The case is being jointly prosecuted by the SFO and FMA and follows the 2008 collapse of Belgrave Finance.

According to the authorities, Hamilton was a legal adviser to other individuals charged in relation to Belgrave - two of whom pleaded guilty and have been sentenced to jail.

Investors were owed $18.8 million when Belgrave Finance collapsed and have got back 9.8 cents in the dollar to date, according to the latest receivers' report.

Hamilton, in his early 60s, is a former Waipukurau lawyer and served as mayor of Central Hawke's Bay for six years.

He was Waipukurau Rotary Club president, Central Rugby and Sports Club chairman and was made a Member of the New Zealand Order of Merit in the 1997 Queen's Birthday Honours.

Hamilton's lawyer, John Robertson, was in the High Court at Auckland yesterday applying for his client to be discharged on some of the counts he faces.

Justice Ron Young, who was hearing the matter, allowed the Herald to report that the application was taking place but not any of the contents of the proceedings.

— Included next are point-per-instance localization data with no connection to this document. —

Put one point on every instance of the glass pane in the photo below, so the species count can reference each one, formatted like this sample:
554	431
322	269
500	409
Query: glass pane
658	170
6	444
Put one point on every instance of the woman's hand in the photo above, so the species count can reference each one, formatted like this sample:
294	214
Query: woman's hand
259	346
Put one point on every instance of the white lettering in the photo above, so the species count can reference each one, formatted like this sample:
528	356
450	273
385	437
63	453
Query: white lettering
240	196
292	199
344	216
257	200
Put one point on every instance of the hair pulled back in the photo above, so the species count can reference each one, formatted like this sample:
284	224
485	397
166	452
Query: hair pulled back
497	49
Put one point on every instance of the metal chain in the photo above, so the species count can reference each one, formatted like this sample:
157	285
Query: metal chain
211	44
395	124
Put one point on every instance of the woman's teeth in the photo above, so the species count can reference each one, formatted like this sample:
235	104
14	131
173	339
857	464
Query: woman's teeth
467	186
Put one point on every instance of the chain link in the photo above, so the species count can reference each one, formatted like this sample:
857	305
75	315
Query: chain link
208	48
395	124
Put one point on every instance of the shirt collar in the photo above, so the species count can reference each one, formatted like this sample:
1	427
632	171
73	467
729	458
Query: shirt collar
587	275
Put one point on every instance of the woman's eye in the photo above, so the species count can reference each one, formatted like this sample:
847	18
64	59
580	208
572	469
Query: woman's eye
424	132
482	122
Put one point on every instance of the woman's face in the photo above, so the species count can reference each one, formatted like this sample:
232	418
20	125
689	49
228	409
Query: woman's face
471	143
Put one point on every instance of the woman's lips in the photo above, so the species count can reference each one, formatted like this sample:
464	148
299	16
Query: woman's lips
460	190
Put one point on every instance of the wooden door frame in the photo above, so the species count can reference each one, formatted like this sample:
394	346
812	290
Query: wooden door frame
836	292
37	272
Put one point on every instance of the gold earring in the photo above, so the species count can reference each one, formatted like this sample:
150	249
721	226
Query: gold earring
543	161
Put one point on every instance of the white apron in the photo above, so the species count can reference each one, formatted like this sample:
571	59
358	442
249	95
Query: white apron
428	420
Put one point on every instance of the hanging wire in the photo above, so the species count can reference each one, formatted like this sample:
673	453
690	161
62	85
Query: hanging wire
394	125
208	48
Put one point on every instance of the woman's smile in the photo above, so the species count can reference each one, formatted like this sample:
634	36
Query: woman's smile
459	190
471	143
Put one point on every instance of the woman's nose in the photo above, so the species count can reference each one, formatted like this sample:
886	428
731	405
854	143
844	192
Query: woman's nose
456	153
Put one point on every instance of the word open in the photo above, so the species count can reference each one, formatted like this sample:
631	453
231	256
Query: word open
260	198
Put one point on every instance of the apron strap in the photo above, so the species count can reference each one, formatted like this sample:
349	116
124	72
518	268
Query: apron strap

The accused's trial is due to begin in the High Court on February 10 next year.

In May, the New Zealand Lawyers and Conveyancers Disciplinary Tribunal ordered the former lawyer be struck off the roll of barristers and solicitors.

It followed the New Zealand Law Society bringing charges of misconduct against Hamilton.

"In admitting the charges Mr Hamilton accepted that he had intentionally and dishonestly deceived a client about the recipient and intended use of $62,000 advanced by that client. Contrary to what Mr Hamilton had led his client to believe, the funds were used by Mr Hamilton to pay off debts owed by a company of which Mr Hamilton was the sole director," the Law Society said in a statement.

Hamilton has not held a legal practising certificate since 2011, the same year in which he was facing bankruptcy proceedings due to an unpaid debt for the purchase of a Wellington brothel.